Even though the Dow moved higher, less than half of the stocks listed on the major exchanges followed suit, though there were some stocks that did even better than the managed care companies and surged by double-digit percentages. But you should still resist the urge to high-five everyone in the cubicles next to you. Smart investors won’t celebrate until they know why their stock surged, because without a fundamental basis for the bounce, these stocks could just as quickly make the return trip down.
Going in reverse
If you forgot about the reverse stock split wireless broadband specialist Alvarion Ltd (USA) (NASDAQ:ALVR) was effecting, then when you looked at the 900% jump in its stock yesterday you might have clutched your chest for a moment at the stunning return. In reality, it just gave investors one share for every 10 they owned, which increased the share price from $0.36 to $3.60 a stub. While it did close out the day at $3.75, a nice 4% increase, reverse splits are signs of financially troubled companies, and investors would be wise to use caution here.

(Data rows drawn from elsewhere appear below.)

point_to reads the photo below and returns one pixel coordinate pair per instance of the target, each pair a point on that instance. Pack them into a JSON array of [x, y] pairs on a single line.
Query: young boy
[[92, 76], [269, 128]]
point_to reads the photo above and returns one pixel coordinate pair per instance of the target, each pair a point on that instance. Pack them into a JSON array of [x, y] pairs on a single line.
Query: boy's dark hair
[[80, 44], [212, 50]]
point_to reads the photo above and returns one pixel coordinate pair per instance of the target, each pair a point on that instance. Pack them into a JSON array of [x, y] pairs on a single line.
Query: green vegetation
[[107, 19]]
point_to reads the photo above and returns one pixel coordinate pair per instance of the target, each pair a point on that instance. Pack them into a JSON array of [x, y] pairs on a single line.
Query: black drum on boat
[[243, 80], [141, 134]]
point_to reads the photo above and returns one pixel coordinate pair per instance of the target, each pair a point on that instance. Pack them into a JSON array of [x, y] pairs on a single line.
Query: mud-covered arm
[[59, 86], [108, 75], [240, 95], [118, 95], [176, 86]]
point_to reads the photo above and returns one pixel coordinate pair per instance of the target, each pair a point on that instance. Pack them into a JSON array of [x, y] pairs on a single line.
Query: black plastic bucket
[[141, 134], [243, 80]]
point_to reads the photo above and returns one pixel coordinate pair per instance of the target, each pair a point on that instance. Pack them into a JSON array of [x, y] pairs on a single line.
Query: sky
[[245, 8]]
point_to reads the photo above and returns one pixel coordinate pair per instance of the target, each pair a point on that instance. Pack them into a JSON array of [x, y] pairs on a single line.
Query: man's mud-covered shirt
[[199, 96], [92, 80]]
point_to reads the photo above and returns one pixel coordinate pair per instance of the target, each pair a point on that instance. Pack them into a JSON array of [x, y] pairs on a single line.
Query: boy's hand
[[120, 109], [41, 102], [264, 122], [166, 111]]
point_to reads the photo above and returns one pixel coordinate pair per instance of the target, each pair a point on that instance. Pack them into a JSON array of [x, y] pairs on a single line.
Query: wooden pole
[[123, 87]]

Brokerage house BGC Partners, Inc. (NASDAQ:BGCP) may not have had such a tremendous run-up when compared to Alvarion, but the 49% gain it recorded yesterday was impressive nonetheless as it sold its electronic bond trading platform to NASDAQ OMX Group, Inc. (NASDAQ:NDAQ) for $750 million.
The eSpeed division had accounted for around 6% of BGC’s revenues last year, so the fact that the selling price was equal to its market cap before the trade is a huge premium for the company. More important, however, is if the Nasdaq exchange can generate $25 million in revenues annually from eSpeed, BGC will receive additional consideration for it that could bring the total transaction value to $1.2 billion .
The brokerage house generated about $3.1 billion last year, according to Bloomberg, which would put revenues from eSpeed at about $18 million or so. Regardless, it got a nice payday as it was so any additional compensation would just be gravy.